Może trochę późno na odpowiedz... Pokój Marvina to pokój w którym leżał (czekał na śmierć?) dziadek/ojciec bohaterek Marvin w owym filmie. Był tam przykuty do łóżka i wymagał stałej opieki. Może chodzi o to że po prostu ludzie (bohaterowie - rodzina Marvina) którzy wchodzili do tego pokoju (by się nim zaopiekować, spędzić trochę czasu) stawali się lepszymi ludźmi bo dawali coś od siebie, a ten kontrast pomiędzy siostrami w filmie gdzie jedna była samolubna i "zła" a druga opiekuńcza i ciężko doświadczona przez los, był chyba główną częścią fabuły gdzie na końcu ta gorsza staje się lepsza...
A faktycznie...
Pominęłam to, że on miał na imię Marvin. W sumie można się tego domyślić po kontekście filmu, a ja zignorowałam ten jakże istotny szczegół:)
W każdym razie dzięki.
Pozdrawiam;)
Jeszcze bym dodała, że oni wszyscy: samolubna Lee i równie samolubny syn Hank właśnie w tym pokoju doznawali jakby przemiany. Przynajmniej ja tak zauważyłam, że zawsze gdy tam wchodzili, lub gdy patrzyli na tego dziadka to się wtedy uspokajali.
A czy ktokolwiek w filmie mówił do dziadka Marvin? Nie zauważyłem tego, żeby ktoś wymienił jego imię
zalezy w jakiej wersji filmu ale u mnie to np 36 minuta, gdy przyjezdzaja w odwiedziny i ktos mowi do dziadka "Marvin masz gosci", jestem pewien ze oprocz tej sceny pojawilo sie to kilka razy w filmie...
Tak, ostatnio w tv widziałam tą wersję z tym fragmentem, który opisujesz.
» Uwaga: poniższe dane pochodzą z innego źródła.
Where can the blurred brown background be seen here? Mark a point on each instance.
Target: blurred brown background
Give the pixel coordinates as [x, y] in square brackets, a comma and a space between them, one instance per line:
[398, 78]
Mam wrażenie, że był jeszcze jeden moment gdzie padło to imię. I nie wiem czy przypadkiem jak Meryl Streep rozsypały się leki - - czy w tej scenie też nie było czegoś w stylu "że trzeba przygotowac leki dla Marvina" (nie jestem pewna).
Tak też mi się to przypomina, nie wiem czy nawet nie było tam jakiejś kartki z listą leków opisanej że to leki dla Marvina:)
od początku filmu Bessie mówi o Marvinie, ale lektor pomija imię i mówi tylko 'tato'..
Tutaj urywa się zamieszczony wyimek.